Project implementation

• Blood oxygenation studies Although the flow system will be suitable for investigating many different fluid properties, the focus of this project is to investigate blood oxygenation. Assessments will be made of blood samples from different species (e.g. human, mouse, rabbit), particular sub-groups (e.g. high-performing athletes), and in different disease conditions (e.g. sickle-cell anaemia, thalassaemia). The measurements will be used to validate blood oxygenation (sO2) measurements acquired using independent imaging devices, in particular an optoacoustic tomography (OT) scanner. Blood will be chemically oxygenated or deoxygenated by injecting appropriate solutions (hydrogen peroxide or sodium hydrosulfite) into the system; the change in oxygenation will be monitored using an oxygen sensitive probe, and displayed on the touchscreen. This will validate simultaneously acquired OT sO2 measurements.
• Artificial perfusion of organs The ultimate goal of the project is to assess organ perfusion. This would entail delivery of blood from the tube network into an ex vivo organ such as the liver, followed by monitoring of the changes in flow and blood oxygenation.

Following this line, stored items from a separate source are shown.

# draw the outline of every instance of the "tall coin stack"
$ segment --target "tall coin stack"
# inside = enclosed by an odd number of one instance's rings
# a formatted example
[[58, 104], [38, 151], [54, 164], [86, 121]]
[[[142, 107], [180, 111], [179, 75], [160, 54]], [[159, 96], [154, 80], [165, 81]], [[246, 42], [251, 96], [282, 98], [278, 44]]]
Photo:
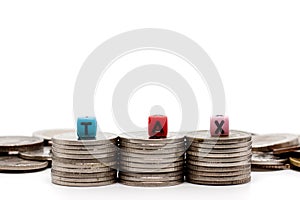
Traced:
[[78, 140], [75, 132], [56, 135], [52, 144], [52, 182], [64, 186], [103, 186], [117, 179], [117, 136], [100, 133]]
[[160, 187], [184, 181], [184, 136], [148, 139], [147, 132], [120, 136], [119, 181], [129, 186]]
[[211, 137], [209, 131], [187, 134], [186, 179], [203, 185], [236, 185], [251, 180], [251, 134], [231, 131]]

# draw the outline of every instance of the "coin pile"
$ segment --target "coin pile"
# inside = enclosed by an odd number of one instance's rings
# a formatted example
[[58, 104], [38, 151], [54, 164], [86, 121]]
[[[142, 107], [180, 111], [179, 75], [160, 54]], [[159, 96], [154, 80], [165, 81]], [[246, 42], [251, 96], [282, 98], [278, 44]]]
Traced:
[[0, 171], [31, 172], [45, 169], [48, 161], [43, 159], [20, 158], [25, 152], [39, 151], [43, 148], [43, 140], [27, 136], [0, 137]]
[[290, 168], [289, 157], [297, 154], [299, 139], [294, 134], [253, 136], [252, 169], [278, 170]]
[[184, 136], [148, 139], [147, 132], [120, 136], [119, 181], [129, 186], [160, 187], [184, 181]]
[[52, 145], [52, 138], [56, 135], [75, 132], [74, 129], [47, 129], [47, 130], [40, 130], [35, 131], [32, 135], [34, 137], [42, 138], [44, 140], [45, 146]]
[[251, 134], [231, 131], [211, 137], [209, 131], [187, 133], [186, 180], [203, 185], [236, 185], [251, 180]]
[[52, 139], [52, 182], [64, 186], [103, 186], [117, 179], [117, 136], [99, 133], [78, 140], [75, 132]]

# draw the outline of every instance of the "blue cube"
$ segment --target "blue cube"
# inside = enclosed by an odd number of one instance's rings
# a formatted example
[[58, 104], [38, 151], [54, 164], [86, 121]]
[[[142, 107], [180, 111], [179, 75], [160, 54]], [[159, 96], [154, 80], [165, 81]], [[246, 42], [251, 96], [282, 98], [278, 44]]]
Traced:
[[77, 119], [77, 135], [79, 139], [95, 138], [97, 120], [95, 117], [79, 117]]

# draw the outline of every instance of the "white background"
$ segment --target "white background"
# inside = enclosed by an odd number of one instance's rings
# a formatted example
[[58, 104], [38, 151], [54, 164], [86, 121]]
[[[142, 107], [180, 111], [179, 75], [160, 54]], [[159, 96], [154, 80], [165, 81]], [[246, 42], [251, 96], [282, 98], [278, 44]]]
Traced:
[[[86, 57], [102, 42], [138, 28], [164, 28], [196, 41], [218, 68], [225, 87], [230, 126], [255, 133], [298, 133], [300, 95], [299, 1], [1, 1], [0, 2], [0, 135], [31, 135], [47, 128], [74, 126], [73, 89]], [[120, 61], [174, 64], [162, 55]], [[173, 59], [173, 60], [172, 60]], [[123, 62], [123, 64], [122, 64]], [[118, 64], [107, 74], [117, 81]], [[113, 69], [113, 68], [112, 68]], [[125, 68], [124, 68], [125, 69]], [[179, 70], [180, 71], [180, 70]], [[187, 70], [188, 72], [188, 70]], [[186, 72], [186, 73], [187, 73]], [[115, 74], [114, 74], [115, 73]], [[111, 78], [109, 78], [109, 75]], [[186, 77], [186, 74], [184, 74]], [[199, 128], [208, 128], [211, 105], [202, 79], [186, 79], [199, 89]], [[202, 86], [201, 86], [202, 84]], [[109, 84], [107, 84], [109, 85]], [[101, 88], [100, 86], [98, 89]], [[197, 88], [197, 87], [196, 87]], [[98, 90], [95, 109], [99, 124], [116, 131], [109, 96]], [[162, 101], [149, 95], [153, 90]], [[99, 100], [99, 101], [98, 101]], [[165, 105], [170, 129], [181, 121], [176, 99], [157, 88], [132, 97], [132, 120], [146, 126], [151, 102]], [[100, 103], [101, 102], [101, 103]], [[105, 116], [107, 121], [105, 121]], [[295, 198], [300, 173], [253, 173], [250, 184], [208, 187], [183, 184], [140, 189], [119, 184], [103, 188], [65, 188], [51, 184], [50, 170], [31, 174], [0, 174], [1, 199], [282, 199]]]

Proposed outcome and benefits

The flow system provides a versatile touchscreen-operated platform for investigation of various fluids, with an emphasis on blood. Measurement of physiological relevant parameters such as blood oxygenation will enable studies of haemoglobin disorders such as sickle-cell anaemia, and assessment of tissue perfusion. These measurements can also be used to validate data acquired simultaneously from independent imaging and flowmetry systems. The low cost of the system will enable mass production and distribution to other laboratories for easily operated, real-time flow studies.